The new clients hiring the private jets currently are well-travelled but were not chartering planes before. Most of them are chartering planes for leisure travel, about 60 percent of them, while 40 percent are travelling for business.

New members in private jet clubs have also increased. And most of them are 50 years and above.

For Knightsbridge Circle, the members pay an annual fee of Sh4 million to Sh17.5 million, depending on if one wants to sign up as an elite flyer or not. Magellan Jets charges an annual membership fee of Sh850,000 ($8,500) on the lower side.

Elite-tier clients have personal managers. “When a member arrives at their destination, their personal manager is there to greet them and assist them in the hotel or house. It is the most exclusive service in the world,” Stuart says.

For non-members, a person flying from Jomo Kenyatta International Airport (JKIA) to Paris-Le Bourget airport in France, for instance, will pay Sh19.7 million (€154,120).

“The amount of money spent depends on the outer and size of the aircraft. We have members who spend $1m+ per year on private jet charters,” says Stuart.

In Africa, most private jet bookings come from Morocco and South Africa. There has also been an increased demand for the wealthy to fly to Kenya, because of its good weather.

“Thanks to Instagram, we receive many requests for flights to Giraffe Manor in Nairobi. We have previously organised leisure trips to the Maasai Mara and Laikipia. Our clients love the Segera Retreat on the Laikipia Plateau. They enjoy the amazing game drives, night drives and game walks, camel treks and sundowners,” Stuart says, adding that the guests tend to stay in Kenya for seven to ten days.

Concierge services that cater to a high-spending clientele are also enjoying the booming business.

So what would the rich confined in their homes want to be delivered at their doorstep? “We have had to evolve quickly to their new demands. Instead of organising hotel and restaurant reservations, we are arranging virtual wine tastings, Covid-19 tests, delivering fitness equipment to members’ homes, and enrolling them into online educational courses,” says Stuart.

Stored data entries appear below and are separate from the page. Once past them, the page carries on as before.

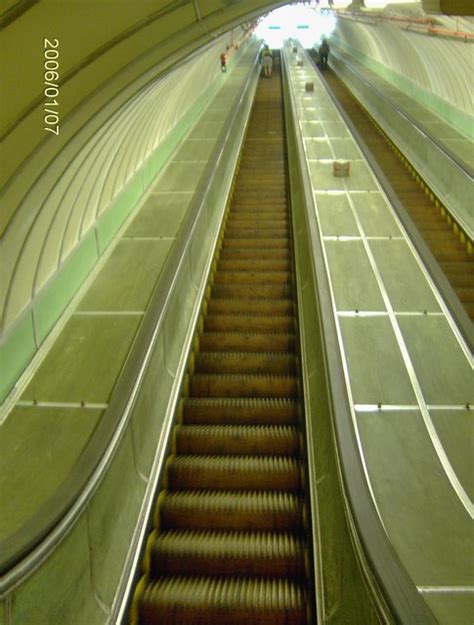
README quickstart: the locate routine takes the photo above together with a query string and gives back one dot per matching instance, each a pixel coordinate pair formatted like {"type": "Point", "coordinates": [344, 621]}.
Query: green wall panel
{"type": "Point", "coordinates": [15, 353]}
{"type": "Point", "coordinates": [54, 298]}
{"type": "Point", "coordinates": [441, 107]}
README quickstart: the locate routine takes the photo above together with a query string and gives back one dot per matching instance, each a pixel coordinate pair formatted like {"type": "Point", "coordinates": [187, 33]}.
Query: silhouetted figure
{"type": "Point", "coordinates": [223, 62]}
{"type": "Point", "coordinates": [323, 54]}
{"type": "Point", "coordinates": [266, 57]}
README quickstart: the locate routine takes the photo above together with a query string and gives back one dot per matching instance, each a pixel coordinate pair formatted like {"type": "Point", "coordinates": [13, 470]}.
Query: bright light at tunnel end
{"type": "Point", "coordinates": [296, 21]}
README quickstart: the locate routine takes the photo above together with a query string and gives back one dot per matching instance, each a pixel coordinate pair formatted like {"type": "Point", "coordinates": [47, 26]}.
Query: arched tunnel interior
{"type": "Point", "coordinates": [236, 362]}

On a private jet, one gets to enjoy a massage on board, local dishes, and sleep on a bed.

“Discretion is our strength. There is an extra room that can be for the nanny or personal assistant,” explains Herbert, adding that on a recent trip to South Africa during Covid-19, some of their clients were served South African cuisines to prepare them for their trip.

There also those who charter luxurious air ambulances.

“We have organised for ambulance services for our safari clients in Africa,” Stuart says.